Department of Gynecology and Obstetrics, Emory University, Atlanta, Georgia, USA
Address for correspondence: Sampath Parthasarathy, Ph.D., Department of Gynecology and Obstetrics, Emory University School of Medicine, Atlanta, GA 30322. Voice: 404-727-8604; fax: 404-727-8615.
spartha{at}emory.edu
Retrograde menstruation has been suggested to be the cause for
the presence of endometrial cells in the peritoneal cavity.

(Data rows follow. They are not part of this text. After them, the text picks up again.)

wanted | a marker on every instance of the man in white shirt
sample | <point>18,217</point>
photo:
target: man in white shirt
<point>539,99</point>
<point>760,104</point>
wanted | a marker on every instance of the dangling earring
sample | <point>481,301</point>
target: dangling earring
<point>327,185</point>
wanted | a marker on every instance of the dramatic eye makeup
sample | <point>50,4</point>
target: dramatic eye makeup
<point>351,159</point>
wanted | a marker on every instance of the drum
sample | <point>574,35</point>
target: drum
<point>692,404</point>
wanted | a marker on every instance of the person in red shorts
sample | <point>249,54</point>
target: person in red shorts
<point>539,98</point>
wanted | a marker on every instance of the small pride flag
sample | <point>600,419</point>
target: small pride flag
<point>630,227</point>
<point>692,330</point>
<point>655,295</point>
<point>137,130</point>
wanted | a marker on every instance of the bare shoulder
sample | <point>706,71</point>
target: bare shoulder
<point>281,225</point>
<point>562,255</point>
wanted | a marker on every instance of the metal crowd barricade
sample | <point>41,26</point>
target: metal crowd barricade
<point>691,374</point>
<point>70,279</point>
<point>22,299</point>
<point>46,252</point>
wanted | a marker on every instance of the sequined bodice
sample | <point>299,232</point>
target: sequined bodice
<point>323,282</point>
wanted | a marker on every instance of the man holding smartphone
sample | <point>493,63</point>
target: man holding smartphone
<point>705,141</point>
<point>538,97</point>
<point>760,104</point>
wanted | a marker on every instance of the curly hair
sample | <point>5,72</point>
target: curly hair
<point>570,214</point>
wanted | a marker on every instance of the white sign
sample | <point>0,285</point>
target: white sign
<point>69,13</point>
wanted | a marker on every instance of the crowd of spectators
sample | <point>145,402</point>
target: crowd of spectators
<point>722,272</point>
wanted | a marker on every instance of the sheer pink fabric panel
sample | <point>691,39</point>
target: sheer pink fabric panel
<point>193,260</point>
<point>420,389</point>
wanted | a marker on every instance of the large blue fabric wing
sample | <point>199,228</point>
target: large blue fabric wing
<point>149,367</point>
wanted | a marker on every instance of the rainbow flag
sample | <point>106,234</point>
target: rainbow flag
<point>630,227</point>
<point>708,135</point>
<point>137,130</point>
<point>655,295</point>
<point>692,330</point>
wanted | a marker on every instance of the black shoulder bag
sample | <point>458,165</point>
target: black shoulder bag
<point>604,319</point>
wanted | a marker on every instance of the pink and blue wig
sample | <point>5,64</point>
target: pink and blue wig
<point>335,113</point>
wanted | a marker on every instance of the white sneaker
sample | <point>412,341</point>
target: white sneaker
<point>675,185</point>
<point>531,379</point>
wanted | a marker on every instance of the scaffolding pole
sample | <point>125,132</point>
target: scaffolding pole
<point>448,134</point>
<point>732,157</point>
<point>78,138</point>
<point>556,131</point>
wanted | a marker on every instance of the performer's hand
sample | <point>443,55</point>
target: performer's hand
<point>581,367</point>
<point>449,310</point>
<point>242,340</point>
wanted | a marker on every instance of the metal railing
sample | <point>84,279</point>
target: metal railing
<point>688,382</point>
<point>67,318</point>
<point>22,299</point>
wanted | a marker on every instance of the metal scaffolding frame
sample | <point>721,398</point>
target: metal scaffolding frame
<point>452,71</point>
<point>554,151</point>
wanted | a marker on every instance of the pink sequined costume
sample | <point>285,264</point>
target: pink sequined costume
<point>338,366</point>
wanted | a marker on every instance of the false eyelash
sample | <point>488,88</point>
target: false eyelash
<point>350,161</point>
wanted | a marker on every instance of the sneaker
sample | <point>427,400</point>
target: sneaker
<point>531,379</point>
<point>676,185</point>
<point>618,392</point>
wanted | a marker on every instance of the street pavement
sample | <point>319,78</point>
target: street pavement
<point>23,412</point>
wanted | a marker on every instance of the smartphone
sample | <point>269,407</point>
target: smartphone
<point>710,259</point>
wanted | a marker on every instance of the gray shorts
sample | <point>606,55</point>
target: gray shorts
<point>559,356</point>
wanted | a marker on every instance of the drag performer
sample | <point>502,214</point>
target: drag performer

However, little is known about the events that lead to the adhesion
and growth of these cells that ultimately result in endometriosis,
considering the fact that the disease occurs only in certain
women despite the common occurrence of retrograde menstruation
in most women. We postulate that, in normal women, the endometrial
cells and tissue that arrive in the peritoneal cavity during
menstruation are effectively removed by macrophages that are
chemoattracted and become resident tissue macrophages in the
peritoneal cavity. In contrast, the peritoneal macrophages in
women with endometriosis are nonadherent and ineffectively scavenged,
resulting in the sustained presence and growth of the endometrial
cells. We also postulate that the peritoneal fluid is not a
passive reservoir of the factors secreted by cells of the peritoneum,
but actively promotes endometriosis. The peritoneal fluid is
rich in lipoproteins, particularly low-density lipoprotein,
which generates oxidized lipid components in a macrophage-rich
inflammatory milieu. The oxidants exacerbate the growth of endometriosis
by inducing chemoattractants such as MCP-1 and endometrial cell
growth-promoting activity. We provide evidence for the presence
of oxidative milieu in the peritoneal cavity of women with endometriosis,
the nonscavenging properties of macrophages that are nonadherent,
and the synergistic interaction between macrophages, oxidative
stress, and the endometrial cells. For example, the peritoneal
fluid lipoproteins of subjects with endometriosis have increased
the propensity to undergo oxidation as compared with plasma
lipoproteins, and the subjects also have increased titer of
autoantibodies to oxidatively modified proteins. If the oxidative
proinflammatory nature of the peritoneal fluid is an important
mediator of endometriosis growth, anti-inflammatory agents and
antioxidants might afford protection against endometriosis.